Sumita Rege is a fourth-year doctoral candidate in the Division of Occupational Science and Occupational Therapy. Prior to beginning her doctoral studies, she had earned her bachelor’s and master’s degrees in occupational therapy from Mumbai University and practiced as an occupational therapist in Mumbai, India for seven years.

Student Spotlight: Sumita Rege click to enlarge Sumita Rege with her blog onscreen.

During her clinical experience she worked with physically and neurologically impaired adults and developmentally delayed children.   As her curiosity about occupational science flourished, she began looking into doctoral programs and was impressed with the diversity of faculty research interests at UNC.

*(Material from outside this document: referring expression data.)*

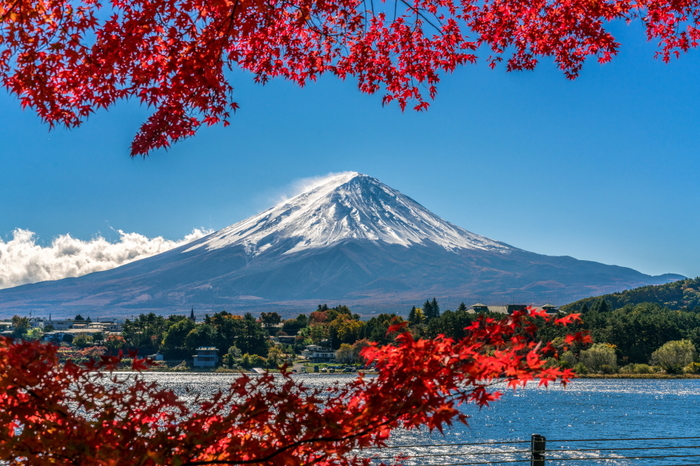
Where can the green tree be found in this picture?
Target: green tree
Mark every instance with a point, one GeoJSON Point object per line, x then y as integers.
{"type": "Point", "coordinates": [416, 316]}
{"type": "Point", "coordinates": [174, 338]}
{"type": "Point", "coordinates": [270, 319]}
{"type": "Point", "coordinates": [673, 356]}
{"type": "Point", "coordinates": [599, 357]}
{"type": "Point", "coordinates": [253, 338]}
{"type": "Point", "coordinates": [145, 332]}
{"type": "Point", "coordinates": [20, 326]}
{"type": "Point", "coordinates": [83, 340]}
{"type": "Point", "coordinates": [200, 335]}
{"type": "Point", "coordinates": [34, 334]}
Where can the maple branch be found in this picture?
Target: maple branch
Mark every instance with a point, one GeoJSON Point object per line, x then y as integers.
{"type": "Point", "coordinates": [419, 13]}
{"type": "Point", "coordinates": [9, 10]}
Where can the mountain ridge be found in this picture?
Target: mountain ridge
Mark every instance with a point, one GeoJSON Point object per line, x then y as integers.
{"type": "Point", "coordinates": [349, 240]}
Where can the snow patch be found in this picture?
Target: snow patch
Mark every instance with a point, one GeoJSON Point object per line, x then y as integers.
{"type": "Point", "coordinates": [341, 207]}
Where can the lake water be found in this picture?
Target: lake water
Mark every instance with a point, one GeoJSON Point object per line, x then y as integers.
{"type": "Point", "coordinates": [590, 422]}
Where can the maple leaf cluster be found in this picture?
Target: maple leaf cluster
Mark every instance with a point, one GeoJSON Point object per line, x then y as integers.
{"type": "Point", "coordinates": [67, 58]}
{"type": "Point", "coordinates": [52, 413]}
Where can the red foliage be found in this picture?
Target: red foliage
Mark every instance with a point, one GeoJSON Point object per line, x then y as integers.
{"type": "Point", "coordinates": [87, 415]}
{"type": "Point", "coordinates": [67, 58]}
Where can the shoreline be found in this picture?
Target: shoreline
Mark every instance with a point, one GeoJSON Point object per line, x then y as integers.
{"type": "Point", "coordinates": [638, 376]}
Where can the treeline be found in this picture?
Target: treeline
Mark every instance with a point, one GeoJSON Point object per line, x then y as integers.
{"type": "Point", "coordinates": [681, 295]}
{"type": "Point", "coordinates": [245, 340]}
{"type": "Point", "coordinates": [626, 339]}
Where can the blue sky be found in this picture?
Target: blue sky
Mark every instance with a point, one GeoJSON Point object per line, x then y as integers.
{"type": "Point", "coordinates": [602, 168]}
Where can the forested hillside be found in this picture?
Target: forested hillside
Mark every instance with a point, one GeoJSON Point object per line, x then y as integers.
{"type": "Point", "coordinates": [678, 295]}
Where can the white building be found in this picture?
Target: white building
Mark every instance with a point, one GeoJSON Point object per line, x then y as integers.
{"type": "Point", "coordinates": [315, 353]}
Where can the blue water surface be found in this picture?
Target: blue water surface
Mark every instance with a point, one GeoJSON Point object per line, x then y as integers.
{"type": "Point", "coordinates": [590, 422]}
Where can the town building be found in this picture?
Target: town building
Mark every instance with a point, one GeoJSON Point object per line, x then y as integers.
{"type": "Point", "coordinates": [207, 356]}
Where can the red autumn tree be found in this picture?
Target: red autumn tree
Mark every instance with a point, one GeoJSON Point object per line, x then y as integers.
{"type": "Point", "coordinates": [86, 415]}
{"type": "Point", "coordinates": [67, 58]}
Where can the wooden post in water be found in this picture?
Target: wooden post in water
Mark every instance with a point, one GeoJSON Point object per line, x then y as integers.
{"type": "Point", "coordinates": [537, 449]}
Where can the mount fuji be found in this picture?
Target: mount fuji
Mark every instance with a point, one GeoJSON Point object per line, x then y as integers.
{"type": "Point", "coordinates": [350, 239]}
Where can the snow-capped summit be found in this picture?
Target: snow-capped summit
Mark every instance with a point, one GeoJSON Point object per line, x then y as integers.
{"type": "Point", "coordinates": [348, 239]}
{"type": "Point", "coordinates": [340, 207]}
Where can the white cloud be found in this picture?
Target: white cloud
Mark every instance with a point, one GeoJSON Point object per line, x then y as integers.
{"type": "Point", "coordinates": [23, 261]}
{"type": "Point", "coordinates": [299, 186]}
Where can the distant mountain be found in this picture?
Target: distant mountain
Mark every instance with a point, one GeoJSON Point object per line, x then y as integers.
{"type": "Point", "coordinates": [350, 240]}
{"type": "Point", "coordinates": [679, 295]}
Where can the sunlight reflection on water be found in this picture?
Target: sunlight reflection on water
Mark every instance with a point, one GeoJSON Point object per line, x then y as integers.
{"type": "Point", "coordinates": [586, 409]}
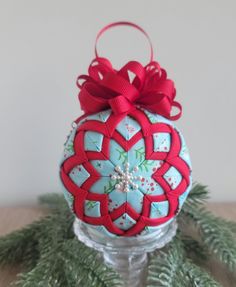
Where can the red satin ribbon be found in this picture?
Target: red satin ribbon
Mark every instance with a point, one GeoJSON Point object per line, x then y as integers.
{"type": "Point", "coordinates": [132, 85]}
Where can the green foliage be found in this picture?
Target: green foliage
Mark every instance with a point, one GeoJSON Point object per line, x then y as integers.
{"type": "Point", "coordinates": [52, 256]}
{"type": "Point", "coordinates": [69, 263]}
{"type": "Point", "coordinates": [172, 267]}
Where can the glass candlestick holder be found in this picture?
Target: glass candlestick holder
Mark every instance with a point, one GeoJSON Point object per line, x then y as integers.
{"type": "Point", "coordinates": [126, 255]}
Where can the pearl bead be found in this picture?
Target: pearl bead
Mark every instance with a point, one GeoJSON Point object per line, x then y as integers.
{"type": "Point", "coordinates": [125, 178]}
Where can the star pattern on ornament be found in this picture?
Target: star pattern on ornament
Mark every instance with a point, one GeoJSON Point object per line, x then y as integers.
{"type": "Point", "coordinates": [125, 178]}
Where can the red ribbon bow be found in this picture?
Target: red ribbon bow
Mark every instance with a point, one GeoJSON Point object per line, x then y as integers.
{"type": "Point", "coordinates": [133, 85]}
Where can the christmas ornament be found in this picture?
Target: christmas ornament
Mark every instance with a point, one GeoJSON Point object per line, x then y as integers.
{"type": "Point", "coordinates": [126, 169]}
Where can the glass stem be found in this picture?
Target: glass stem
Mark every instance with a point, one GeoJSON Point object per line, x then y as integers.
{"type": "Point", "coordinates": [131, 267]}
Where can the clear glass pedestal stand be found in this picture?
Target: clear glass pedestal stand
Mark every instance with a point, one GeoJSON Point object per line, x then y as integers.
{"type": "Point", "coordinates": [126, 255]}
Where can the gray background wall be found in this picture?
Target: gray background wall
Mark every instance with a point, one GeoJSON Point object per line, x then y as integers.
{"type": "Point", "coordinates": [45, 44]}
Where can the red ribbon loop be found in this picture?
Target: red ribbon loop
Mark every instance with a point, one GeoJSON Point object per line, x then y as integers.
{"type": "Point", "coordinates": [104, 87]}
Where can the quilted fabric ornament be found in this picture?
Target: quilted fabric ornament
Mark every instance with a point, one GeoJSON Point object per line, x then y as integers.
{"type": "Point", "coordinates": [126, 169]}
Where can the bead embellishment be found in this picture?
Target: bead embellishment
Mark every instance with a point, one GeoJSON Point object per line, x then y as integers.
{"type": "Point", "coordinates": [125, 179]}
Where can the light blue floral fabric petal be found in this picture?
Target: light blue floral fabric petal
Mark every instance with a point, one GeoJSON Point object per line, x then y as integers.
{"type": "Point", "coordinates": [79, 175]}
{"type": "Point", "coordinates": [92, 208]}
{"type": "Point", "coordinates": [124, 222]}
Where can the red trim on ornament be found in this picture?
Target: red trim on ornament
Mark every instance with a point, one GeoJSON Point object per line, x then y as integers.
{"type": "Point", "coordinates": [108, 129]}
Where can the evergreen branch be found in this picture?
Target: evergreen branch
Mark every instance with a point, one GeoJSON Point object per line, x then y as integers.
{"type": "Point", "coordinates": [196, 276]}
{"type": "Point", "coordinates": [85, 268]}
{"type": "Point", "coordinates": [20, 247]}
{"type": "Point", "coordinates": [70, 263]}
{"type": "Point", "coordinates": [194, 249]}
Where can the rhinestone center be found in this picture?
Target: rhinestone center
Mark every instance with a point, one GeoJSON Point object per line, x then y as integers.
{"type": "Point", "coordinates": [125, 178]}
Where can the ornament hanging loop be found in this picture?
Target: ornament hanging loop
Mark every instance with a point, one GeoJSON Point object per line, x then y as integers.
{"type": "Point", "coordinates": [123, 23]}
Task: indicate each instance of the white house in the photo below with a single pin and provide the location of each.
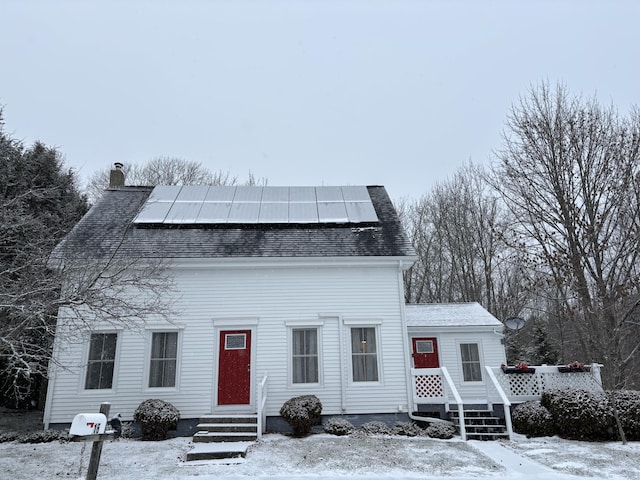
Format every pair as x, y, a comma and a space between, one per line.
279, 292
298, 286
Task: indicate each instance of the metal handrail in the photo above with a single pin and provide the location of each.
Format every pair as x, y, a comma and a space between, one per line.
262, 401
503, 397
458, 399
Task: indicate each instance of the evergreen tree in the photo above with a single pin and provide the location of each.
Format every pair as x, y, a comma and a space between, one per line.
39, 203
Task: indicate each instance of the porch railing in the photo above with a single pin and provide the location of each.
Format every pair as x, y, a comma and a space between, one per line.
506, 403
262, 401
522, 387
435, 386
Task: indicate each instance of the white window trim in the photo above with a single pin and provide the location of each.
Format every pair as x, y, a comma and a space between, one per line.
299, 325
147, 358
116, 363
357, 323
480, 359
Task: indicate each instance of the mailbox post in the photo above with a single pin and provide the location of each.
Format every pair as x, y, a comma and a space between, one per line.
91, 428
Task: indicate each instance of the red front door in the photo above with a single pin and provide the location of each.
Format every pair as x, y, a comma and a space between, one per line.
425, 353
234, 368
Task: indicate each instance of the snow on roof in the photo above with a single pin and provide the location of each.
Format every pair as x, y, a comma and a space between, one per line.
449, 315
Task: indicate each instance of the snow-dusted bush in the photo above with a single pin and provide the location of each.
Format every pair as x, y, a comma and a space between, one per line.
375, 428
338, 426
408, 429
441, 430
532, 419
39, 436
43, 436
580, 414
8, 437
301, 413
156, 418
628, 406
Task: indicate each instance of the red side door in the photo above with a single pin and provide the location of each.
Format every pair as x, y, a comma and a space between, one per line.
425, 353
234, 368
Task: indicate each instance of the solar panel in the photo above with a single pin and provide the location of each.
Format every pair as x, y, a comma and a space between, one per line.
221, 193
193, 193
329, 194
201, 204
244, 212
274, 212
302, 194
303, 212
214, 212
275, 194
248, 194
332, 212
183, 213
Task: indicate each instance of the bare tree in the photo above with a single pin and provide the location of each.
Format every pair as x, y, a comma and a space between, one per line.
166, 171
458, 233
569, 173
39, 204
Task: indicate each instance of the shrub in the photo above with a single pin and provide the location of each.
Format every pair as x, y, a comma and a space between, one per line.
338, 426
302, 413
156, 418
628, 406
408, 429
39, 436
44, 436
375, 428
8, 437
532, 419
440, 430
580, 414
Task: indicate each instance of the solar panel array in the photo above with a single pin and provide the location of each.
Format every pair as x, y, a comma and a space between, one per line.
206, 205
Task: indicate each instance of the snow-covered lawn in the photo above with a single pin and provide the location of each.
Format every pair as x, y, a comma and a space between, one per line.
326, 456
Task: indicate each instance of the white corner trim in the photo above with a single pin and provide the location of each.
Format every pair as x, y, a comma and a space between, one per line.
362, 321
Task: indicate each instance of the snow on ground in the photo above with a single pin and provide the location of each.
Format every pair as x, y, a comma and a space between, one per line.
329, 457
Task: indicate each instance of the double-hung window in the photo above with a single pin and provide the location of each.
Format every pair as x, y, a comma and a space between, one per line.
164, 359
305, 355
471, 367
364, 354
101, 361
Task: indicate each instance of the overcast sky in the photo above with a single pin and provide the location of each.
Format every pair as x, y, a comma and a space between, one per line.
395, 93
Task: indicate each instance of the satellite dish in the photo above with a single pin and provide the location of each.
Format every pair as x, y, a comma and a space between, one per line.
514, 323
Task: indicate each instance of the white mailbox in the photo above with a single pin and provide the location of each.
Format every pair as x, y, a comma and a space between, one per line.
88, 424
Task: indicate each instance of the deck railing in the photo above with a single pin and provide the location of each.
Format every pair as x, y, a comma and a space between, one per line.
435, 386
522, 387
262, 401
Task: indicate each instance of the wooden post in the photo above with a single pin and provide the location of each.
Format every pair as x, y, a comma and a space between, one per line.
96, 450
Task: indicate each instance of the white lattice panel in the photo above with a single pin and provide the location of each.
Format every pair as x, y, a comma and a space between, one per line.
524, 384
429, 386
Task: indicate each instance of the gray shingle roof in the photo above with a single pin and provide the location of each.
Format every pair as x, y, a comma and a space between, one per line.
107, 229
450, 315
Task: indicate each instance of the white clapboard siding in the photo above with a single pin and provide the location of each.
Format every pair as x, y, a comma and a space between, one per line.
273, 295
491, 353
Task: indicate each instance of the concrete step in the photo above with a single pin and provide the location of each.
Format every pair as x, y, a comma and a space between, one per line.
211, 418
215, 451
226, 437
227, 427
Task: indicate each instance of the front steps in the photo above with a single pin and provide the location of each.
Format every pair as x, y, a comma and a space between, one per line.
481, 425
223, 436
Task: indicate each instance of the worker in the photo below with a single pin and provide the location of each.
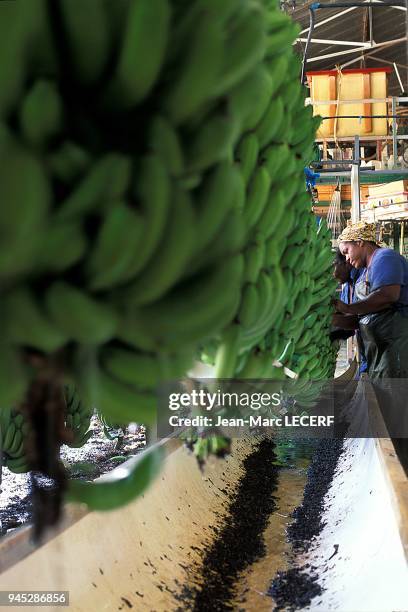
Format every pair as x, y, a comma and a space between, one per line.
348, 276
381, 304
382, 309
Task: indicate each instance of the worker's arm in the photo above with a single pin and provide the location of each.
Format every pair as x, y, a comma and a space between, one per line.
378, 300
345, 321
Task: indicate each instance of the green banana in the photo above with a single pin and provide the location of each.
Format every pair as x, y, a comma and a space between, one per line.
63, 245
153, 193
218, 194
165, 142
244, 47
41, 115
254, 258
257, 197
248, 309
273, 213
189, 314
268, 126
125, 403
69, 162
25, 204
86, 32
212, 143
9, 437
227, 353
79, 316
195, 81
247, 154
26, 323
146, 35
168, 264
108, 264
131, 482
107, 180
250, 99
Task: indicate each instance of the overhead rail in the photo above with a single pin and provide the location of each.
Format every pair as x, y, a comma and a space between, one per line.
401, 4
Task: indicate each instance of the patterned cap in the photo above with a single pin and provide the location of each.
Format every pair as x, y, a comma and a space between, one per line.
361, 230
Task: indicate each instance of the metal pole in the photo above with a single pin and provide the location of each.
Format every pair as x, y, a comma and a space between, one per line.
355, 182
394, 131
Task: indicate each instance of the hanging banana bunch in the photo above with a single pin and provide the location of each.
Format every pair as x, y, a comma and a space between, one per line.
162, 146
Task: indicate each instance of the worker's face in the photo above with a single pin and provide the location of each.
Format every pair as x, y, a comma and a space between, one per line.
342, 271
354, 253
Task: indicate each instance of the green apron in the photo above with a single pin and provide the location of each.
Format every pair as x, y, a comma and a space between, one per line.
385, 337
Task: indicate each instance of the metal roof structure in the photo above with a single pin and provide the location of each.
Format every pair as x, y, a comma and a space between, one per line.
355, 37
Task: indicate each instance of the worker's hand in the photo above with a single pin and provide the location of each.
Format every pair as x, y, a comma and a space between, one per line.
341, 307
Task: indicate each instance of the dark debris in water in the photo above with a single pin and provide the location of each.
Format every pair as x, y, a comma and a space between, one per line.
294, 589
239, 540
308, 517
98, 456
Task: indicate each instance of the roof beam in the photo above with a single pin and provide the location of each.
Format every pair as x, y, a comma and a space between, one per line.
332, 18
345, 43
388, 43
341, 13
373, 56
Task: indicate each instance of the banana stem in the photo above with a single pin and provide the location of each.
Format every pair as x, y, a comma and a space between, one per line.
227, 353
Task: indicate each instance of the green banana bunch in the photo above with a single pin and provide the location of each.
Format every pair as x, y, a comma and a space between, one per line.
204, 446
13, 429
162, 202
77, 417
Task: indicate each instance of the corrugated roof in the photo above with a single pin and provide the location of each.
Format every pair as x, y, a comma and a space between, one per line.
388, 24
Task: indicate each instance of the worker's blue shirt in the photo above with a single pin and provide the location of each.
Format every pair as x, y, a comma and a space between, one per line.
348, 287
389, 268
346, 290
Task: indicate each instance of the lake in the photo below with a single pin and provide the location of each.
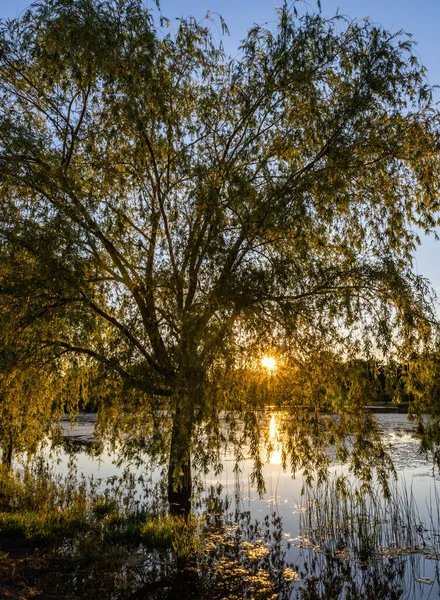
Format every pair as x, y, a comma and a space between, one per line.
349, 546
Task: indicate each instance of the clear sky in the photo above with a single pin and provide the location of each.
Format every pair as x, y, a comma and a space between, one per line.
421, 18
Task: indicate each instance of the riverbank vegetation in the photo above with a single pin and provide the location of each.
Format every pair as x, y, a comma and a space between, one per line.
169, 216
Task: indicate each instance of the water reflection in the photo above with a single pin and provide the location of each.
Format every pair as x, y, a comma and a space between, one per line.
275, 455
340, 547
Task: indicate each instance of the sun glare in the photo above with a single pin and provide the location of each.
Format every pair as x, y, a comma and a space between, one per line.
269, 363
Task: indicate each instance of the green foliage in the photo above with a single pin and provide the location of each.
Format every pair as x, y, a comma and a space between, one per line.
169, 215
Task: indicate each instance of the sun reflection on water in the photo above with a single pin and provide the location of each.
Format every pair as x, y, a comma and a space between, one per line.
275, 456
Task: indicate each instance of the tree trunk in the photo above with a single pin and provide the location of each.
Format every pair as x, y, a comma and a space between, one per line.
179, 466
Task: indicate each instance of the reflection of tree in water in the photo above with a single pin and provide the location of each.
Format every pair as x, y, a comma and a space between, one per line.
332, 578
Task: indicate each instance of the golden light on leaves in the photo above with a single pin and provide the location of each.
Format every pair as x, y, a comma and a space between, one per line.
269, 363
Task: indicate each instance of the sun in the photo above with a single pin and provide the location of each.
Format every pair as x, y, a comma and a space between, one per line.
269, 363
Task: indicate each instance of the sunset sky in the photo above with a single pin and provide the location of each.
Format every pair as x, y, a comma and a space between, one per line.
421, 18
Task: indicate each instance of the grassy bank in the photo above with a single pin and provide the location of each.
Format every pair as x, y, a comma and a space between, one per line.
63, 538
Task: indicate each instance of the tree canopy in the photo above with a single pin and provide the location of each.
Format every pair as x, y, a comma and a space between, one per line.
187, 212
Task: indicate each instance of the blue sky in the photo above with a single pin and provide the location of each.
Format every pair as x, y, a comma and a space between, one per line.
418, 17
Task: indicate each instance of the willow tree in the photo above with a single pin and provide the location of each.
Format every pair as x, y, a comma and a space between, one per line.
191, 212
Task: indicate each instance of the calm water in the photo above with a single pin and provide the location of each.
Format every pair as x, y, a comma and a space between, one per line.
408, 574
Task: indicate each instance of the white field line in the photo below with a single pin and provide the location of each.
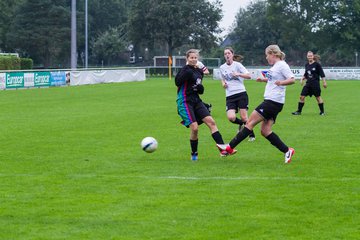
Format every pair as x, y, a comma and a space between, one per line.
190, 178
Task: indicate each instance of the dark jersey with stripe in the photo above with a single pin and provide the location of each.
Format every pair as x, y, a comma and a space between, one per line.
188, 80
313, 72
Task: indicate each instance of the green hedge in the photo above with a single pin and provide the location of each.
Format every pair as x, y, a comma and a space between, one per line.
26, 63
8, 62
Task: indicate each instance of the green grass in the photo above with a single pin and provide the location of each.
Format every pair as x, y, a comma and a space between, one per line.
71, 167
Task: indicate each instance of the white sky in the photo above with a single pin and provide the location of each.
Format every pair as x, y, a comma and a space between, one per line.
230, 9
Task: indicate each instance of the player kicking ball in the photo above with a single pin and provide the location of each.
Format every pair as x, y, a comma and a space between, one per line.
278, 77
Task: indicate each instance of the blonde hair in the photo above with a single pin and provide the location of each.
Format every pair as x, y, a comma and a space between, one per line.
230, 49
275, 50
188, 52
238, 58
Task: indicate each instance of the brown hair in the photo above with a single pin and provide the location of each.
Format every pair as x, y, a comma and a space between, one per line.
238, 58
316, 56
275, 50
230, 49
191, 51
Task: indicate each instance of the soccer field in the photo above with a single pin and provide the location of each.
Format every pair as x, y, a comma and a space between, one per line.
71, 167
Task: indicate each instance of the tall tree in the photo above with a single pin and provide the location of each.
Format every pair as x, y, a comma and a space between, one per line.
252, 33
175, 23
41, 31
7, 14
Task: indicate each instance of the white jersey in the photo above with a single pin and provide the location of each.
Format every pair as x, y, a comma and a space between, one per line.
279, 72
234, 84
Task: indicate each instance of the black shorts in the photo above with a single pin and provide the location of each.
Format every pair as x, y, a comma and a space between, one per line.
311, 89
269, 109
237, 101
192, 112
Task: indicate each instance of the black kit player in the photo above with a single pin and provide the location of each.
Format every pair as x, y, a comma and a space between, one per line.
190, 107
313, 72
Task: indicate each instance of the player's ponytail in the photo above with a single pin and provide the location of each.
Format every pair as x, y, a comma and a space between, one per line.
275, 50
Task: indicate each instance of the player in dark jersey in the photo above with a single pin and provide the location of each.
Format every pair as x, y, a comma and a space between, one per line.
313, 72
190, 107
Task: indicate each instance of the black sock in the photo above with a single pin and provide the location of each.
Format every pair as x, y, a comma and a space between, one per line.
217, 137
237, 121
276, 141
239, 137
252, 134
193, 144
300, 106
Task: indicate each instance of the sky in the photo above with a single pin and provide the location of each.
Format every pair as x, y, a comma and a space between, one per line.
230, 9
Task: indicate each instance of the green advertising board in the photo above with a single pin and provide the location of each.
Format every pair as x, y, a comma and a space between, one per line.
42, 79
14, 80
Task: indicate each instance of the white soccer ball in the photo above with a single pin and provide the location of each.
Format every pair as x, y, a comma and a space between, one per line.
149, 144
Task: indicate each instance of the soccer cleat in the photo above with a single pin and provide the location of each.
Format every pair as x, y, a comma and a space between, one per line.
289, 154
194, 156
251, 139
223, 153
227, 148
241, 127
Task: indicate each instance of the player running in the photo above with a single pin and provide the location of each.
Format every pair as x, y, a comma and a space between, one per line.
233, 74
277, 78
189, 104
313, 72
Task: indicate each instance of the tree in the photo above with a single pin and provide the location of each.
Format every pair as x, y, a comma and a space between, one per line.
109, 45
41, 31
7, 9
253, 33
174, 23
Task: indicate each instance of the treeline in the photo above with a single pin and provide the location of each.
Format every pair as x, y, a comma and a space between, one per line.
118, 29
327, 27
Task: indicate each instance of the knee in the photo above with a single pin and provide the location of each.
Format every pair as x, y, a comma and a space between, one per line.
232, 118
265, 132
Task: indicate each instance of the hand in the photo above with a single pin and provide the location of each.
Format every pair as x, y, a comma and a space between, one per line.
302, 81
199, 88
235, 74
324, 84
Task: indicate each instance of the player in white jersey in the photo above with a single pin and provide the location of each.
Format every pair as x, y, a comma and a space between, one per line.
233, 74
277, 78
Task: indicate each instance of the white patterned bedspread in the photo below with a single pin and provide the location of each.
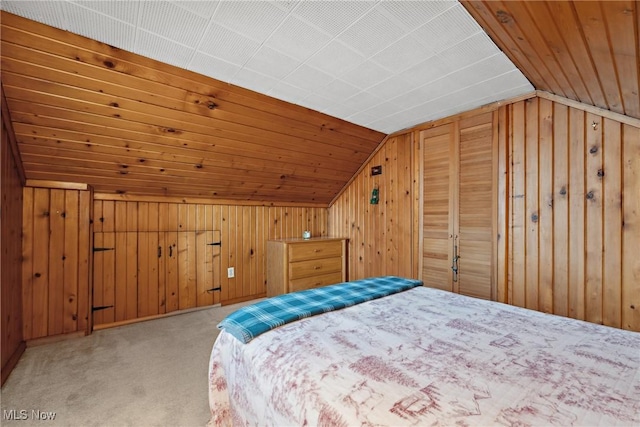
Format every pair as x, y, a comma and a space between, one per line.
428, 357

After moving to Chapel Hill, Rege began to miss the food from her homeland and started looking up recipes online. Each time she searched, the results directed her to a blog. These experiences shaped her fascination with blogging as an occupation and eventually led her to the focus of her dissertation, an ethnography of blogging that explores how the activity develops and changes over time.  Before she began her dissertation research, Rege completed a single case study with an adult with a spinal cord injury examining how search engines shape what people do.

For her dissertation, Rege is interviewing bloggers to better understand what goes into making and maintaining a blog.  “Blogging gives people a meaningful way to connect while also providing a creative outlet for sharing their thoughts,” she said. Rege has enjoyed the journey of learning about blogs and most of all she has loved meeting people. Reflecting on her experiences studying virtual occupations, Rege said “this project took me places I never thought.”

Rege is also currently working with Dr. Katarina Haley, Associate Professor from the Division of Speech and Hearing Sciences, and Jenny Womack, Associate Professor from the Division of Occupational Therapy and Occupational Science, on a qualitative secondary data analysis to understand how persons with aphasia manage their communication needs.